NEW ALBANY, Ind. (AP) - Homeless service agencies across Indiana are feeling the sting of federal funding cuts driven by a shift away from transitional housing and emergency homeless shelters in favor of permanent housing.

The U.S. Housing and Urban Development's "housing-first" approach has left homeless programs in southern Indiana's Clark and Floyd counties with nearly $550,000 in cuts, leading to the elimination of the counties' two transitional housing programs meant to help homeless people get back on their feet.

St. Elizabeth Catholic Charities' transitional housing program was also defunded, but its seven units will remain open, said Leslea Townsend Cronin, the New Albany-based nonprofit's social services director.

"In the grand scheme of things, there's not a whole lot of money to serve the homeless community in southern Indiana. That's money that's been taken away and not replaced with anything," Cronin, who chairs the Homeless Coalition of Southern Indiana, told the News and Tribune.
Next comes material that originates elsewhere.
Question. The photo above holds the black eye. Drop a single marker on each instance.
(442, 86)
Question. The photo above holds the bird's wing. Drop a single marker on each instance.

Permanent supportive housing serves clients who are considered chronically homeless and those with a disability, Townsend Cronin said. But transitional housing is a step between an emergency shelter and permanent housing, providing people with their own apartment units and counselors and case managers who create individualized plans to bring people successfully back into financial and housing stability.

Indianapolis programs that provide housing and support to the homeless have seen a more than $687,000 drop in funding this year, a 15 percent drop that reduced its HUD money to $4.2 million.

YWCA Northeast Indiana's Hope House in Fort Wayne will lose $130,000 it had been receiving in HUD money for its transitional housing program that assists women who are chemically dependent. But the nonprofit group plans to continue the program by raising its own money to pay for it.

"We were aware this probably was coming down the road," Beckman told The (Fort Wayne) News-Sentinel.

Nationwide, funding of permanent supportive housing projects increased by $165 million to a total $1.41 billion during fiscal year 2015, while rapid rehousing programs' funding doubled to $197 million. But transitional housing funding decreased by $155 million to a total $171 million.

HUD says that research shows the housing strategies receiving increased funding are more cost-effective and yield better outcomes than other types of homeless assistance. The agency says that permanent supportive housing is the most "intensive solution" that HUD has to combat homelessness.

Zackery Ladnier, a formerly homeless Indianapolis man, credits Pathway to Recovery, a sober-living transitional housing program, for helping him get off drugs and land a job in construction.

That program has seen a $102,000 funding cut - 30 percent of its annual budget, the Indianapolis Business Journal reported.

"Programs like this are meant to help homeless people with addiction," Ladnier said. "When they cut our funds off, we can't bring other people in and get them help. That's another day they have to struggle outside."